A internet, sem dúvida, é um instrumento de democratização de acesso ao conhecimento. Com uma conexão de qualidade, todas as pessoas podem ler, estudar, falar, produzir, trocar experiências. Mas, como vimos, este pode ser também um fator para acentuar as desigualdades sociais já tão marcantes em nosso país. Cabe ao governo, portanto, criar políticas públicas que garantam esse acesso a todos os cidadãos e cidadãs. E cabe à sociedade cobrar essas medidas, pois, hoje em dia, poder se conectar à internet é um bem essencial para a sobrevivência e um direito humano tão importante quanto o direito ao saneamento básico, por exemplo.
Aspectos culturais do acesso à internet: tradição em Teyi’Kue
Na aldeia indígena de Teyi’Kue, de origem guarani, em Caarapó (MS), o sinal mal pega e a antena de internet está quebrada desde que foi atingida por um raio.
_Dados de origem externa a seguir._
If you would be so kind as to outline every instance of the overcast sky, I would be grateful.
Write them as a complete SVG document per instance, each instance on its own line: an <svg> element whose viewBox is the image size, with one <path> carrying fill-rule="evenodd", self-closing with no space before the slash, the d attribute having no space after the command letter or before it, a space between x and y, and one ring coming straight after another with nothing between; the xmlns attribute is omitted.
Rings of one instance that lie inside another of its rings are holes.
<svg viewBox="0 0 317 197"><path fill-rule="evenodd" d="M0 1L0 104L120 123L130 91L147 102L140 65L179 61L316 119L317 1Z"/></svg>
O difícil acesso e a falta de equipamentos adequados para uma conexão de qualidade são problemas enfrentados por muitas comunidades indígenas. Porém, não é só por esta razão que as crianças e os adolescentes da Tey Kue sentem menos necessidade de estarem conectados o tempo todo. Há um trabalho importante realizado na escola em uma disciplina que trata, especialmente, das tradições indígenas; com uma parte teórica e outra prática – como incentivo à pesca, ao plantio e ao artesanato.
Como essa juventude tem outra relação com a internet, os professores acreditam que a população de regiões urbanas da mesma faixa etária é muito antenada nas tecnologias e acaba valorizando menos atividades físicas. Em Caarapó, a prática de esportes é incentivada na aldeia e na escola, que fica aberta aos finais de semana para uso comunitário da quadra esportiva.
Existe um tratado entre adultos, crianças e adolescentes da aldeia em que somente aos 14 anos de idade meninas e meninos podem ter celular e outros equipamentos eletrônicos próprios. Durante as ações do projeto Consulta Brasil, eles contaram que recebem acompanhamento de adultos e participam de debates sobre o uso da internet e das tecnologias digitais. Embora muitas crianças tenham acesso à conexão em casa, as redes sociais não são preferência por lá.